Bring in Hamas
By Henry Siegman
Wednesday, March 5, 2008
Last October, a bipartisan group of eminent former senior government officials, including Brent Scowcroft, Zbigniew Brzezinski, Lee Hamilton and Paul Volcker, urged President George W. Bush and Secretary of State Condoleezza Rice not to entertain the fantasy that an Israeli-Palestinian peace accord can be negotiated with Mahmoud Abbas, the president of the Palestinian Authority, without the participation of Hamas.
They urged that a way be found to include Hamas - which had overwhelmingly defeated Abbas's Fatah in the Palestinian parliamentary elections of January 2006 - in the negotiations.
The eminent persons group recognized that Hamas presented its own difficulties as a potential peace partner because of its dogmatic refusal to recognize the state of Israel.
That is why Arab countries, intimately familiar with the dynamics of regional politics, including those of Islamic political movements, supported the formation of a Palestinian unity government that would join Abbas's Fatah with Hamas. Saudi Arabia took the lead in fashioning the Mecca agreement on Feb. 8, 2007, that established a Palestinian unity government.
Although Saudi Arabia, Egypt, Jordan and other Arab countries are themselves threatened by internal Islamic movements, they nevertheless advocated such a unity government because that would make it possible for Hamas to recognize Israel and to negotiate an agreement without making an ideological transformation of which it is not yet capable.
Such a transformation, however desirable, was in fact unnecessary for a peace process to begin since Hamas had committed itself to allowing Abbas, as the elected president of the Palestinian Authority, to conduct the negotiations with Israel. Hamas also committed itself to submit the agreement to a popular referendum and to abide by its outcome.
Instead of embracing this creative approach - one that would also serve to encourage the moderates within Hamas - both Israel and the United States rejected the unity government. They insisted on Hamas's ideological capitulation - and, should it refuse to do so, on its violent removal by Abbas's security forces, which were being armed, financed and trained by the United States for this purpose.
To Bush and Rice, not to speak of Prime Minister Ehud Olmert and his defense minister, Ehud Barak - who tirelessly lecture the Palestinians and the Arab and Muslim worlds on the subject of democracy - the violent overthrow of a democratically elected government was thus the preferred course of action.
An article in the current Vanity Fair magazine says that Bush assigned to Rice and Deputy National Security Adviser Elliot Abrams the task of provoking a civil war in which Abbas's Fatah militias in Gaza were to overthrow the Hamas-led government. According to the article, this decision was made by Bush shortly after the January 2006 Palestinian parliamentary elections, while Hamas was still observing its cease-fire.

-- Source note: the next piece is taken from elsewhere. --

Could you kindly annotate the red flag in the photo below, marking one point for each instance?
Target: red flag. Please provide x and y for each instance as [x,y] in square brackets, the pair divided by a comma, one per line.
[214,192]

Bush and Rice now face a dilemma of their own making. Surely after the latest violence in Gaza they can no longer deny what some critics have said from the outset, that there is no prospect of Abbas engaging Israel in successful negotiations so long as Hamas is denied participation in Palestinian governance. You cannot make peace with half of a country's population and remain at war with the other half.
Furthermore, Olmert's confirmation that Israel's assaults on Gaza had Abbas's blessings have finished Abbas for all practical purposes as an interlocutor in peace talks with Israel, even for West Bank residents, unless he gets the backing of Hamas.

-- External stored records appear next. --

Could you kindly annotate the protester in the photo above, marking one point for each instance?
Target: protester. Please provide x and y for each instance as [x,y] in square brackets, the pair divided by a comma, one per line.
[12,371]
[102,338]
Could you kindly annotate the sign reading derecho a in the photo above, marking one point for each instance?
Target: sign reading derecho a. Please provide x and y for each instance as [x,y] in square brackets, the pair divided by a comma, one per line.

And Abbas's claim that Hamas invited Al Qaeda's operatives into Gaza, echoing a lie first made by an Israeli cabinet member, confirmed for many Palestinians that holding on to the reins of power is more important to Abbas than the Palestinian national cause.
Abbas knows that Hamas has consistently rejected Al Qaeda's efforts to exploit the Palestinian tragedy to advance a Wahabi jihadism.
One must assume that after the latest exchanges of violence in Gaza - and the reaction of the international community to what were seen as disproportionate Israeli retaliations - relying on Israel's military might to eliminate Hamas is no longer seen by Bush and Rice as a promising alternative.
It is therefore time for them to heed the sober advice of the eminent persons group that urged a more nuanced policy toward Hamas. It's time to take advantage of Hamas's offer of a mutual cease-fire that would not only end the killing in Gaza and the West Bank and the rocket fire on Sderot and Ashkelon, but also prevent a potentially calamitous escalation threatened by Barak.
Such a cease-fire would also offer an opportunity to refashion - with the collaboration of Saudi Arabia, Egypt, and other Arab countries - a Palestinian unity government that could resume peace talks on a more realistic foundation.
To be sure, Olmert and Barak will rail against such a course, but a majority of Israel's public favors reaching out to Hamas.
What hope there is for an Israeli-Palestinian agreement before the two-state option evaporates depends on the United States finally screwing up the political and moral courage to use its considerable leverage with Israel and the Palestinians to return them to a path of sanity.
Henry Siegman is director of the U.S./Middle East Project and a a research professor at the Sir Joseph Hotung Middle East Program at the School of Oriental and African Studies, University of London.